Wurtsmith Air Force Base is a decommissioned United States Air Force base in Iosco County, Michigan. Near Lake Huron, it operated for seventy years, from 1923 until decommissioned in 1993. On January 18, 1994, Wurtsmith was listed as a Superfund site, due to extensive groundwater contamination with heavy metals, polycyclic aromatic hydrocarbons, volatile organic compounds, including trichloroethylene, 1,1-dichloroethane, 1,1,1-trichloroethane, and vinyl chloride. In 2010, Per- and polyfluoroalkyl substances contamination was discovered, and as of 2022 remediation is still ongoing.

During the Cold War, Wurtsmith was one of three Strategic Air Command (SAC) bases in Michigan with the B-52 bomber, the others (Kincheloe AFB and Sawyer AFB) were in the Upper Peninsula. The base was named in honor of Major General Paul Wurtsmith, commander of SAC's Eighth Air Force, who was killed when his B-25 Mitchell bomber crashed on Cold Mountain near Asheville, North Carolina, on September 13, 1946.
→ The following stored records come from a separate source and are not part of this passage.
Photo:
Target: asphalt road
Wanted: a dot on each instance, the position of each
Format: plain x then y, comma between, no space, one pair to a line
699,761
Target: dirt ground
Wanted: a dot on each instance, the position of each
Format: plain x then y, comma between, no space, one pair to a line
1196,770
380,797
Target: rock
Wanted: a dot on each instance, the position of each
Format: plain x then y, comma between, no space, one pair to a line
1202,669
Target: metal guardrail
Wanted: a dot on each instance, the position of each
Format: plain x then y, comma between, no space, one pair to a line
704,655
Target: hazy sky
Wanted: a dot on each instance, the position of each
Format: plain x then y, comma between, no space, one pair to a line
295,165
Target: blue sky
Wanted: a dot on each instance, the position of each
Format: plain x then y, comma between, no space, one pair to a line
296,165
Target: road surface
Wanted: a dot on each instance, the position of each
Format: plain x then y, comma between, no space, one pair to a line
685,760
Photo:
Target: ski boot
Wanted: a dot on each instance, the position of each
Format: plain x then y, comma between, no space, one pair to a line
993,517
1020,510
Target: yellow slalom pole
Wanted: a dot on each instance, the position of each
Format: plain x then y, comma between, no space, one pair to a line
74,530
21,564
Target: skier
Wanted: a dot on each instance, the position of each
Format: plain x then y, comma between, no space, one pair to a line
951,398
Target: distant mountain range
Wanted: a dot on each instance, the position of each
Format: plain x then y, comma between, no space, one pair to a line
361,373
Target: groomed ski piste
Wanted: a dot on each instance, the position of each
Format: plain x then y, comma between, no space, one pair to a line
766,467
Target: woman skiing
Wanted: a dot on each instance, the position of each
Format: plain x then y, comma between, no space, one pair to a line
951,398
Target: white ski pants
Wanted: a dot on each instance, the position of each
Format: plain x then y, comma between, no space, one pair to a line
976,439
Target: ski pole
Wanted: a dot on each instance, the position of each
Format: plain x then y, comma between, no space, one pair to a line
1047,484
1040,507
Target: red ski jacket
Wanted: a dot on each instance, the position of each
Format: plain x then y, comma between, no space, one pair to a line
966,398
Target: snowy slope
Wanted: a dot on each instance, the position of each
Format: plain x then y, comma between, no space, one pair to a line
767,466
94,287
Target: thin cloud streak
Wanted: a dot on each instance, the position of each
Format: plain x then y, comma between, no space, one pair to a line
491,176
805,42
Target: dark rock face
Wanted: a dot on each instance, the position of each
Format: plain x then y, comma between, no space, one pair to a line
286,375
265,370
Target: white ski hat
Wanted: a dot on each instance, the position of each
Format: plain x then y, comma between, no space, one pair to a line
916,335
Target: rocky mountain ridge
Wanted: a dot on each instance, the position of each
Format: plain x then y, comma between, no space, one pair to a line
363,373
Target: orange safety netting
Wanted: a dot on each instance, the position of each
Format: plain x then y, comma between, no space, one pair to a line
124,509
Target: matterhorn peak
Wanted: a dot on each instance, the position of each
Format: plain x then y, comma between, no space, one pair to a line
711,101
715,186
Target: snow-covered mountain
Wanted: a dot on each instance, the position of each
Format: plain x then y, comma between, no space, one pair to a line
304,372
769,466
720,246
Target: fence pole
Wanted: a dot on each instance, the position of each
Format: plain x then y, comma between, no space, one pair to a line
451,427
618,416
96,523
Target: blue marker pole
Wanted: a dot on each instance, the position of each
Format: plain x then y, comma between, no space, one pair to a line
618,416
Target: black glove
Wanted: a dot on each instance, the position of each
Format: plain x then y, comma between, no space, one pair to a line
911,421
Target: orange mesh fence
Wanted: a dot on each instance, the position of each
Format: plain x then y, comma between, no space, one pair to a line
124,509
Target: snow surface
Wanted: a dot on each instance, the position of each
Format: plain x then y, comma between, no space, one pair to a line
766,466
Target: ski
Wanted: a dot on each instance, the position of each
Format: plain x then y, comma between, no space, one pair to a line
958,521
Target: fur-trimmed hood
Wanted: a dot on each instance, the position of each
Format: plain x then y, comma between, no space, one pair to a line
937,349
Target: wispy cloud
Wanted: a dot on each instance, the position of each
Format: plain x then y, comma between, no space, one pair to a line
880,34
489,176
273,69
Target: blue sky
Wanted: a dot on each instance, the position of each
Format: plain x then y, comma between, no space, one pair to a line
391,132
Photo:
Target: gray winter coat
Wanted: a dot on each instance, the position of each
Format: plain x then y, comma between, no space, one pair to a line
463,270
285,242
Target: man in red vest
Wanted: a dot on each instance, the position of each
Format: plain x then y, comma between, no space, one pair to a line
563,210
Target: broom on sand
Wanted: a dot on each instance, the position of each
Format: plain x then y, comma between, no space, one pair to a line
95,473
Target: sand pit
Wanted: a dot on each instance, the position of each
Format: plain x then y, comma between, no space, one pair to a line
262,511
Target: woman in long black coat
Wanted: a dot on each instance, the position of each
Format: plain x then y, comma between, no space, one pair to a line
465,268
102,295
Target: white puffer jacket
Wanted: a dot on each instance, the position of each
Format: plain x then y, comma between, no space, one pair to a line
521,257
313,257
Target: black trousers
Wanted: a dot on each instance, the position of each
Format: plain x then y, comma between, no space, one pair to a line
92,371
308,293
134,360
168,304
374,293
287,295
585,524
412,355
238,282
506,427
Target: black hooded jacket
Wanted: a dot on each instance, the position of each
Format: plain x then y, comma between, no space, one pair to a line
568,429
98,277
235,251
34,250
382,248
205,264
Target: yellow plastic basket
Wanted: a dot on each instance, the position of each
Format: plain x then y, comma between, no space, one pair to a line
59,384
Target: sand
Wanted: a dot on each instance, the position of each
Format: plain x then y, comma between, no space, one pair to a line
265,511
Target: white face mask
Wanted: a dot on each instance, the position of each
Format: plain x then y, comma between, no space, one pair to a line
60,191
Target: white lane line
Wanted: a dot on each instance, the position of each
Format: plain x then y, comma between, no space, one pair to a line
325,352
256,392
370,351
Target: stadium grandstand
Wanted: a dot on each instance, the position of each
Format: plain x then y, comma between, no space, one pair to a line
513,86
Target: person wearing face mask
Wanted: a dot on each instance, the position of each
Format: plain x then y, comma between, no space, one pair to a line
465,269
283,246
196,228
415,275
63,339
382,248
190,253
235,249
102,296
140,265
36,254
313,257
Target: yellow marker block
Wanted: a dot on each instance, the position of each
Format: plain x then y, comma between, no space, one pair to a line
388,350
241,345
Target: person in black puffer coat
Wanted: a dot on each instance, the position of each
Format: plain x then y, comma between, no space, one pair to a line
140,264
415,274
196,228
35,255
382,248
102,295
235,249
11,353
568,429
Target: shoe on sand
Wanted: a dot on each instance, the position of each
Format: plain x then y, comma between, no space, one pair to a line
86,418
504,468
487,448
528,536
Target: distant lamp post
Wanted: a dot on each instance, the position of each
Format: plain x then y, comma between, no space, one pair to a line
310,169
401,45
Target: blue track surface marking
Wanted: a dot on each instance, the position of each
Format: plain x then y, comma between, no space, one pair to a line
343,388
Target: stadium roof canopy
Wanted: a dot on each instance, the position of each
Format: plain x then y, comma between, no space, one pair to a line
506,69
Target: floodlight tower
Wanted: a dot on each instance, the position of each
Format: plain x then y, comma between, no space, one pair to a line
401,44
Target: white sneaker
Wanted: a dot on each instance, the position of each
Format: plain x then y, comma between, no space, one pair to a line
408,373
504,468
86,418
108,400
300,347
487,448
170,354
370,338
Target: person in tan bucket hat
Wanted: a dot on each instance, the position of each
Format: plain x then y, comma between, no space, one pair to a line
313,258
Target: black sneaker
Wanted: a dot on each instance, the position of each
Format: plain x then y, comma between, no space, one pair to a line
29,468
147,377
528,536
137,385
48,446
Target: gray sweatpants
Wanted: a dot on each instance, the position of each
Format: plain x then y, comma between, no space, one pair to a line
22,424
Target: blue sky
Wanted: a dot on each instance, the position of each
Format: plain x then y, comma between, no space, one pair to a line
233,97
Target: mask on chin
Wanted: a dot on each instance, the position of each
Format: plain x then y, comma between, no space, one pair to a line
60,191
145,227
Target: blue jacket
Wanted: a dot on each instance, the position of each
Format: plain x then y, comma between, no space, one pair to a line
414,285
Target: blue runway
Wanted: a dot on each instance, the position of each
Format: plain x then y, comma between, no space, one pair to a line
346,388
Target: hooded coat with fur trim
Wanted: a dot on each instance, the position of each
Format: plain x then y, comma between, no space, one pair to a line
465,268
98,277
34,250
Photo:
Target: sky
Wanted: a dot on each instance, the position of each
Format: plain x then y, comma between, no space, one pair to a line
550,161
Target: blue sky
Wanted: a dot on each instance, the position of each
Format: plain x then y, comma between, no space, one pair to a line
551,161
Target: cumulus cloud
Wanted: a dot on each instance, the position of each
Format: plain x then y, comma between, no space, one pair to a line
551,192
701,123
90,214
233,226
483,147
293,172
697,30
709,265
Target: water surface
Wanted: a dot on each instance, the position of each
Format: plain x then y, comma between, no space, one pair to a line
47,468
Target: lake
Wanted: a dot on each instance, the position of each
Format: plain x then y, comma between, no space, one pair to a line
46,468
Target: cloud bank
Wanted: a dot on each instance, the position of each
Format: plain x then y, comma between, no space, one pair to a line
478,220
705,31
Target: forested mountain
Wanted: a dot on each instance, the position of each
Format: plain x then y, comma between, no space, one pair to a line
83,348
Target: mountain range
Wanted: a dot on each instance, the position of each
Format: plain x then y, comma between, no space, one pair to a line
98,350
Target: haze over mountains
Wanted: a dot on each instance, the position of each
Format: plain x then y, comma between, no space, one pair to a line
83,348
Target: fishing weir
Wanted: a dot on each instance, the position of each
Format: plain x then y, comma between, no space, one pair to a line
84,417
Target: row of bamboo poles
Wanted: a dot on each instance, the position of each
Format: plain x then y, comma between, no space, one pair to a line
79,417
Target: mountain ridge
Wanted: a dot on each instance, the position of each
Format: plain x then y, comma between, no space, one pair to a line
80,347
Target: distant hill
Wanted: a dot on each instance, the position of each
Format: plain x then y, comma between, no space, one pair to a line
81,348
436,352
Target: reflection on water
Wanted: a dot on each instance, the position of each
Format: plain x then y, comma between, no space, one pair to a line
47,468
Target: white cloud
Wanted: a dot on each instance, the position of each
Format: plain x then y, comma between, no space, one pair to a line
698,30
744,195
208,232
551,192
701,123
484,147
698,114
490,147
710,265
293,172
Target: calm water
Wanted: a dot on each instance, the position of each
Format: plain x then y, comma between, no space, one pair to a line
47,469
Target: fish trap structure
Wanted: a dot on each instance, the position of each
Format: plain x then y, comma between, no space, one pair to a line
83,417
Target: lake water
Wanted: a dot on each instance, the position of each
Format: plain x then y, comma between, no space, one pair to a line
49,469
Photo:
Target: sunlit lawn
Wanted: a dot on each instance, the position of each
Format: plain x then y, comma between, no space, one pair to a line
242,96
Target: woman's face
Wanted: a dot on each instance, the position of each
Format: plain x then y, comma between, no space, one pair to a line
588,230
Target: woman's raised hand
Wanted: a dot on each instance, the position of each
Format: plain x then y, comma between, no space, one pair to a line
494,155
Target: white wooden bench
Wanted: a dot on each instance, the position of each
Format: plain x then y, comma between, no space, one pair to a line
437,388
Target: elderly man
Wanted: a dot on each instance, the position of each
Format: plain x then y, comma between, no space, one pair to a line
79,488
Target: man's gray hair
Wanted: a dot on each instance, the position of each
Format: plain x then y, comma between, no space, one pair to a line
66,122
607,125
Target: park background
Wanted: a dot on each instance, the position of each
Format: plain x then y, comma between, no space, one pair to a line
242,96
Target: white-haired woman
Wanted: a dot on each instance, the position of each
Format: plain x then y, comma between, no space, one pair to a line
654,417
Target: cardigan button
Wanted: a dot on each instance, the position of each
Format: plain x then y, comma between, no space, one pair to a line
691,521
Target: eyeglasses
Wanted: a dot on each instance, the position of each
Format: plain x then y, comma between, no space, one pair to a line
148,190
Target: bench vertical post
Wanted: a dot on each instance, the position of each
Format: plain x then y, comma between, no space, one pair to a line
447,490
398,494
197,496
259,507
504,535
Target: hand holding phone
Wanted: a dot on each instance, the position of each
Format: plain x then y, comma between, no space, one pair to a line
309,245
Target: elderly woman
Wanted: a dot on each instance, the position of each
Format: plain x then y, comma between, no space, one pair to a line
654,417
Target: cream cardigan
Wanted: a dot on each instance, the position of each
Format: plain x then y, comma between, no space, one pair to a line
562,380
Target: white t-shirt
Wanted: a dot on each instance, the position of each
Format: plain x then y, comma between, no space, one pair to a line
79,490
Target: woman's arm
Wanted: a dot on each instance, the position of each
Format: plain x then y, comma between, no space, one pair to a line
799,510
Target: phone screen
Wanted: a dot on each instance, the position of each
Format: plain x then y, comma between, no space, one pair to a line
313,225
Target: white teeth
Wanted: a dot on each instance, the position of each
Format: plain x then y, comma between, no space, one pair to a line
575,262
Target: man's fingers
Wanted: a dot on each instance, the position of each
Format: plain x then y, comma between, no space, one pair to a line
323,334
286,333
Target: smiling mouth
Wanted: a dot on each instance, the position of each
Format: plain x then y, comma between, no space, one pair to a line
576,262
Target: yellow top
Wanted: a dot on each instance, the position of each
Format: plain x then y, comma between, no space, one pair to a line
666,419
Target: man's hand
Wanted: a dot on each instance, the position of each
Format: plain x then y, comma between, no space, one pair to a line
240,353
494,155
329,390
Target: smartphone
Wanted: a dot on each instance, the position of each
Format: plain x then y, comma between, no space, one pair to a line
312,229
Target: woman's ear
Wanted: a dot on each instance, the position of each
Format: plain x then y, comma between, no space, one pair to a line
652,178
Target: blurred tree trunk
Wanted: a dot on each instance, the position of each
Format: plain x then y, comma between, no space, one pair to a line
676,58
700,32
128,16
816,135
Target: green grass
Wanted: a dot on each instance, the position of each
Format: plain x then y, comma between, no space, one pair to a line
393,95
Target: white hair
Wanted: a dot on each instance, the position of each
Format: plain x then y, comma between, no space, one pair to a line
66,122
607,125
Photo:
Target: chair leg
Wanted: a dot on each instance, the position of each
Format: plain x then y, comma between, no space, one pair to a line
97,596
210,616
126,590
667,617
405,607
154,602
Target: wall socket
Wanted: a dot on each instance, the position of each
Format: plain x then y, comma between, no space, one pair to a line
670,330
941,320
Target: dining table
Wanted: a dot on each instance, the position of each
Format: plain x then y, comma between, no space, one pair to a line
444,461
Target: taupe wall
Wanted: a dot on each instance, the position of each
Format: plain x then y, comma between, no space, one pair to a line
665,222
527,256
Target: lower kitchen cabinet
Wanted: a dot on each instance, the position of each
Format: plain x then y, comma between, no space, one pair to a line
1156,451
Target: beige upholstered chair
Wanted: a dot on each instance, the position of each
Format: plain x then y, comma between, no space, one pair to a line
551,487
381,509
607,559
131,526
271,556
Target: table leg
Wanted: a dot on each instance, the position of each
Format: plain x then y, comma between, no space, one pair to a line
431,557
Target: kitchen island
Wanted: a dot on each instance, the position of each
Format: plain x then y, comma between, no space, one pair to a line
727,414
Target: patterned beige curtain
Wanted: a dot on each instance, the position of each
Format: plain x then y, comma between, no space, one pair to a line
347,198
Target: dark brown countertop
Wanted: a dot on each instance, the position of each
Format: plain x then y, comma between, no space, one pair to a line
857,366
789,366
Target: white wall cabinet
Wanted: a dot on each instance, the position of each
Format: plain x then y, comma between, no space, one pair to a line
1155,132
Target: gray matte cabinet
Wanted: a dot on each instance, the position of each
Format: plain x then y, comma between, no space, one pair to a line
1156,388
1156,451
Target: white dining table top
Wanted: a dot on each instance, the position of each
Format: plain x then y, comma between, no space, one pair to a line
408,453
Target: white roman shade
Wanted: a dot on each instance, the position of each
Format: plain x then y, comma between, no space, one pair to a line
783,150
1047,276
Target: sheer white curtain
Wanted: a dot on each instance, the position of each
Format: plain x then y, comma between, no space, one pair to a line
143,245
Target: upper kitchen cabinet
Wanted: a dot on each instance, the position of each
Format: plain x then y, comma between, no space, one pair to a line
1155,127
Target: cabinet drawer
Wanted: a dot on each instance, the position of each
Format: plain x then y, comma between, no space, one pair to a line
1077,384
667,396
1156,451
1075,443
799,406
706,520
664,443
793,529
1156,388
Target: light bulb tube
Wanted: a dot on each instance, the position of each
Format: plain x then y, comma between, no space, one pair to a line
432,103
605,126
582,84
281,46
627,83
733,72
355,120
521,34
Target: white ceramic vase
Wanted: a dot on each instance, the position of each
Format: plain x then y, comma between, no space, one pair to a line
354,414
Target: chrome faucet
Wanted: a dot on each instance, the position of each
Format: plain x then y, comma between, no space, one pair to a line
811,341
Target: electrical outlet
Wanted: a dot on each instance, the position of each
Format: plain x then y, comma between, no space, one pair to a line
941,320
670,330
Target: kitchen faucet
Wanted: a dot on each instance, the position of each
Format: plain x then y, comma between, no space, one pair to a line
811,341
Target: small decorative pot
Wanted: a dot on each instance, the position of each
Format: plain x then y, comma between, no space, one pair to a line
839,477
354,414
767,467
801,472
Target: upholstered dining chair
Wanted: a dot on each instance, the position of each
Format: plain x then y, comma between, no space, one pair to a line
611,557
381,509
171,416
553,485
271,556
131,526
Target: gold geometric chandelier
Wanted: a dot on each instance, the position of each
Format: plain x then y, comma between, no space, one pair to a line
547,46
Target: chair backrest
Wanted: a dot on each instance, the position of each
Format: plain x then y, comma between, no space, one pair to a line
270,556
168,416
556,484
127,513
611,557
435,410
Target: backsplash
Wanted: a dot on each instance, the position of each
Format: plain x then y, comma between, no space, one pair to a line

In 2022, Granot Loma was being touted as a potential space port in the Upper Peninsula, in tandem with Wurtsmith.

==Previous names==
- Camp Skeel, November 1931
- Oscoda Army Air Field, August 1942
- Oscoda Air Force Base, 24 June 1948
- Wurtsmith Air Force Base, 15 February 1953 – 30 June 1993

==Major commands to which assigned==
- General Headquarters Air Force, 26 June 1936
- Third Air Force, 2 September 1942
- Air Service Command, 12 December 1942
- Third Air Force, 5 March 1943
- First Air Force, 14 August 1943
- Continental Air Forces, 16 April 1945
 Re-designated Strategic Air Command, 21 March 1946
- Continental Air Command,1 January 1949
- Air Defense Command, 1 January 1951
- Strategic Air Command, 1 April 1960
- Air Combat Command, 1 June 1992 – 30 June 1993

==Major units assigned==
- First Pursuit Group, 15 October 1927
- 100th Base HQ and Air Base Squadron, 31 October 1942
- 524th Base HQ and Air Base Squadron, 21 June 1943
- 134th AAF Base Unit, 14 April 1944 – 12 April 1945
- 4301st Base Services Squadron, 1 August 1948
 Re-designated 2476th Base Service Squadron, 1 January 1949
 Re-designated 4655th Base Service Squadron, 1 December 1950
- 332d Fighter Group, 2 April 1943 – 9 July 1943
- 100th Fighter Squadron, 29 October 1943 – 8 November 1943
- 301st Fighter Squadron, 21 May 1943 – 10 July 1943
- 302d Fighter Squadron, 19 November 1943 – December 1943
- 403d Fighter Squadron, May 1943 – 15 December 1943
- 754th Aircraft Control and Warning Squadron, 27 November 1950 – 20 July 1951
- 63d Fighter-Interceptor Squadron, 5 January 1951 – 17 August 1955
- 527th Air Service Group
 Re-designated 527th Air Defense Group, 16 February 1953 – 15 October 1955

- 75th Fighter-Interceptor Squadron, 1 October 1968 - 30 November 1969
- 445th Fighter-Interceptor Squadron, 15 August 1955 – 30 September 1968
- 31st Fighter-Interceptor Squadron, 8 June 1956 – 20 August 1957
- 18th Fighter-Interceptor Squadron, 20 August 1957 – 27 April 1960
- 4026th Strategic Wing, 1 August 1958 – 9 January 1961
- 40th Air Division, 1 July 1959 – 8 June 1988
- 920th Air Refueling Squadron, 15 July 1960 – 15 June 1993
- 379th Bombardment Wing, 9 January 1961 – 30 June 1993
- 94th Fighter-Interceptor Squadron, 1 December 1969 - 30 June 1971

==Environmental contamination==
On January 18, 1994 Wurtsmith was listed as a Superfund due to extensive groundwater contamination with heavy metals, polycyclic aromatic hydrocarbons, volatile organic compounds, including trichloroethylene, 1,1-dichloroethane, 1,1,1-trichloroethane, and vinyl chloride.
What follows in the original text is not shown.